Researchers, including myself, confront an escalating challenge: the exponential growth of scholarly literature threatens to overwhelm traditional research methodologies. I use this “LLM Text Analysis toolkit” to address this challenge by creating an intelligent interface between Zotero reference management and modern language models. This transforms how I process and analyse my academic libraries.

What My System Does

My system establishes an intelligent layer atop Zotero’s open-source reference management platform. Rather than requiring manual PDF review, I can now:

  • Extract and summarise academic papers automatically from my existing Zotero library
  • Query my documents by tags or collections for targeted analysis
  • Generate structured insights using state-of-the-art language models
  • Maintain my literature reference workflows through Obsidian
  • Process diverse content types, including podcast transcripts for strategic analysis

I achieve this through direct SQLite database integration, eliminating manual exports or complex API configurations.

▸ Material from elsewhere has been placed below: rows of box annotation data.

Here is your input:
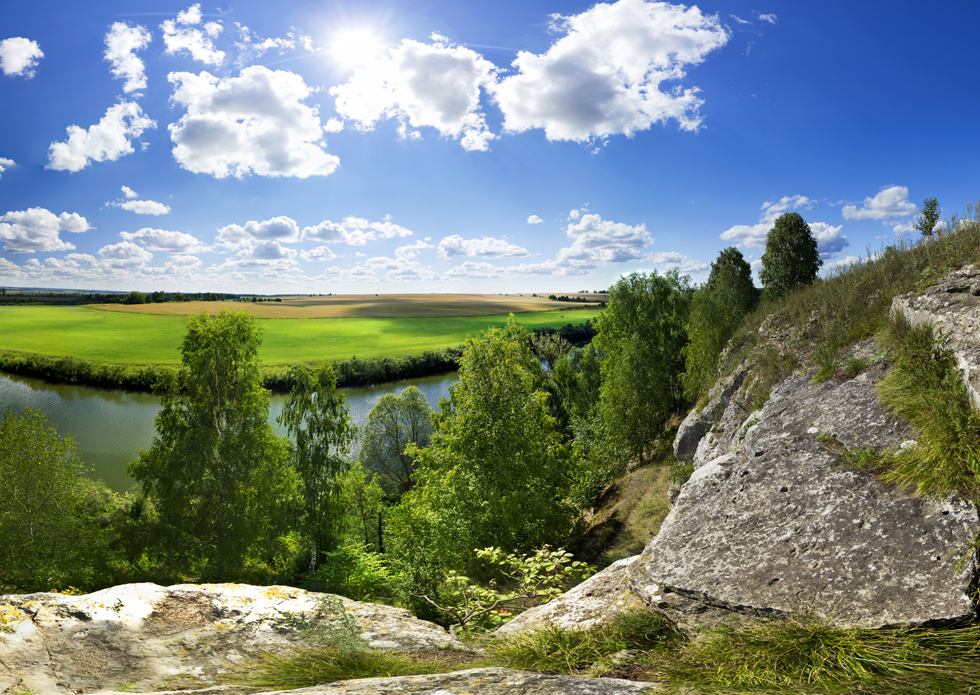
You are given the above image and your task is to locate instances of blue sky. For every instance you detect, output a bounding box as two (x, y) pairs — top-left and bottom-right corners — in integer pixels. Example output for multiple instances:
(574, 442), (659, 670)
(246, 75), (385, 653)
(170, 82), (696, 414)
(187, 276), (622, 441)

I can process entire document collections, extract full text, and generate comprehensive summaries across multiple AI providers.

My system also relies heavily on Obsidian, including its Zotero integration.

My Technical Architecture

I designed my system with a modular architecture build on a unified LLM interface supporting multiple AI providers: Ollama (open-source models run locally), Claude, and OpenAI.

Core Components

Zotero Database Integration

The foundation component I created (zotero_obsidian.py) directly queries Zotero’s SQLite database to:

  • Extract papers by tags, collections, or specific criteria
  • Retrieve comprehensive metadata including authors, publication dates, and DOIs
  • Access PDF file paths within Zotero’s storage hierarchy
  • Generate structured CSV exports for my research planning

PDF Text Extraction Engine

I utilise PyMuPDF (https://pymupdf.readthedocs.io/en/latest/) in my system to perform robust text extraction from academic PDFs, managing:

  • Complex multi-column layouts characteristic of academic publications
  • Mathematical formulas and specialised characters
  • Tabular data and figure descriptions
  • Error handling for corrupted or protected documents

Multi-Provider LLM Interface

I built a unified abstraction layer that provides consistent access to:

  • Ollama: Local inference using models such as Llama 3.3 and Mistral
  • Claude: Anthropic’s API, featuring models like Claude-3.5-Sonnet
  • OpenAI: GPT-4 and related ChatGPT variants

Literature Reference Management

My system integrates seamlessly with Obsidian-style markdown workflows, including:

  • Automated citekey extraction and matching
  • Cross-referencing with my existing literature databases
  • Missing reference tracking and comprehensive reporting
  • Timestamped overview generation

Implementation Technologies

PyMuPDF: My PDF Processing Foundation

I chose PyMuPDF as my text extraction engine because it provides:

  • High-fidelity text extraction from complex academic documents
  • Robust handling of varied document structures
  • Efficient processing of large document collections
  • Cross-platform compatibility

The library is available here:

https://pymupdf.readthedocs.io/en/latest/

# How I extract text from PDFs
doc = fitz.open(full_path)
text = "\n".join([page.get_text() for page in doc])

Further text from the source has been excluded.